I soon realize the museum is like no art exhibition I’ve seen. What first strikes me is that the museum is housed in a Renaissance-era castle, Castel Sismondo, which was first built in 1437—a good 50 years before that infamous Italian explorer crashed into what we now know as North America, where I’m from. The castle had mainly gone unused for decades before a 10 million euros revitalization turned it into the museum we see today. Then, after stepping through the notepaper entrance, I became entranced by an arc of screens showcasing Fellini’s wife, Giulietta Masina, who starred in La Strada (1956) and Nights of Cabiria (1957)—films that won back-to-back Oscars in the Best Foreign Language Film category (he won four in total).
Next, I walk into the castle’s biggest hall and hang a left where a crane is dangerously set on top of a truck (a technique used by Fellini during filming), then turn around to see sheets on the ground with air blowing beneath them to simulate the ocean (as seen in Casanova (1976)). My wonderment continues in the next room, where I see a gigantic plush doll of La Dolce Vita star Anita Ekberg and lean up against her to watch a scene from the film. Upstairs, there’s a giant steel ball protruding from the ceiling (as seen in the ending of Prove d’orchestra) and confession booths that I open to reveal interviews with Fellini.

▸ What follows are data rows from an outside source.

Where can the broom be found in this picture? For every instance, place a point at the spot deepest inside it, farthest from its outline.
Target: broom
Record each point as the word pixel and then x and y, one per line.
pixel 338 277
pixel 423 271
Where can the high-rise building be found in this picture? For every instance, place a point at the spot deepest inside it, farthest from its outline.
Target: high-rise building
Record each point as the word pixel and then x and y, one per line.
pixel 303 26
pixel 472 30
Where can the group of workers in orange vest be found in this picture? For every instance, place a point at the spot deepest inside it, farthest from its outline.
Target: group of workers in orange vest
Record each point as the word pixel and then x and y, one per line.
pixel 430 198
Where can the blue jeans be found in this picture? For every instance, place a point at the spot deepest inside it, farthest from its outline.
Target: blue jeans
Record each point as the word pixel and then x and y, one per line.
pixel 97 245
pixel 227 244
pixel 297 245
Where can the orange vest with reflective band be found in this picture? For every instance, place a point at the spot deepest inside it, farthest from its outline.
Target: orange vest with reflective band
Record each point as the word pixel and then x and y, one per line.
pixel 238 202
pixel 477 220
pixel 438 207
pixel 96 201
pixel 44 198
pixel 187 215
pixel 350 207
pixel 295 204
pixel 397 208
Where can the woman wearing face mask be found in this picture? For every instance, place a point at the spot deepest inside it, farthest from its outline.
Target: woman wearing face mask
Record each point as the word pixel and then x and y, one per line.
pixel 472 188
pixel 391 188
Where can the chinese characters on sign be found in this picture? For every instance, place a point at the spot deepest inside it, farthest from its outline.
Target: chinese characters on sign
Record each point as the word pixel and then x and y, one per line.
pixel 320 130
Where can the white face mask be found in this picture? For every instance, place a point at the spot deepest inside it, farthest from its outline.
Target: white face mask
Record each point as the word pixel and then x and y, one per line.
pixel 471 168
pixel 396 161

How would Fellini, who moved from Rimini to Rome at the age of 19, feel about his art being housed in a historic castle, I wondered aloud.
“He would be smiling,” said Marco Leonetti, a city official responsible for the museum.
From Parking Lot to Vibrant Square
The idea to build the Fellini Museum was intended to do to Rimini what the Guggenheim Museum did to Bilbao in Spain, and as I walk around the city, I can’t help but see that potential.
Piazza Malatesta, an 18th-Century square outside the museum, had once been a parking lot, but recent renovations have turned it into an attractive public square with lanterns that honor poet Tonino Guerro. The square also has more Fellini tributes, like a rhinoceros as seen in And the Ship Sails On (1983) (though it was roped off so you can’t climb on it, which I honestly think is a shame), and a circular bench to evoke the ring o’roses scene in 8½.
Next to the square, I look up at Teatro Galli, a 19th-Century theatre that was destroyed by Allied forces in WWII and left in shambles for 75 years before reopening in 2018. I also check out the Palazzo del Fulgor, an extension of the Fellini Museum where he first fell in love with American cinema. Inside are film posters and a few more interactive exhibits, including The Room of Words, another sound bath of Fellini’s words in a metal tent-like structure.
But while the museum and piazza are the focal points of Rimini’s revitalization, I find the town to be completely underrated. Along the Flume Marecchia, I pass Ponte Di Tiberio, a Roman bridge built in the year 21 (!) that was used for cars up until recently. On the other side of the river, I meander through Rimini’s historical district, Borgo San Giuliano, and snap far too many photos of toy-colored homes with unique murals and tiny European cars parked out front.
Even Rimini’s food is great. For lunch at Nud e Crud, I order a gazpacho with a creamier than creamy ball of bufala cheese and try the city’s prized street food—piadina, a flatbread sandwich with fresh Italian produce (never a bad idea)—along with a glass of Rebola, a wine made from grapes grown in the Rimini area.
Of course, I couldn’t leave town without seeing the beach, and as I walk along the sand, I picture thousands of shirtless partiers as it might’ve been in the ‘90s, though sadly, there was little going on at the time.
Fellini had a saying, “everything is imagined.” And while revitalizing Rimini certainly didn’t come cheap, I think it’s time to start imagining the director’s hometown a little differently.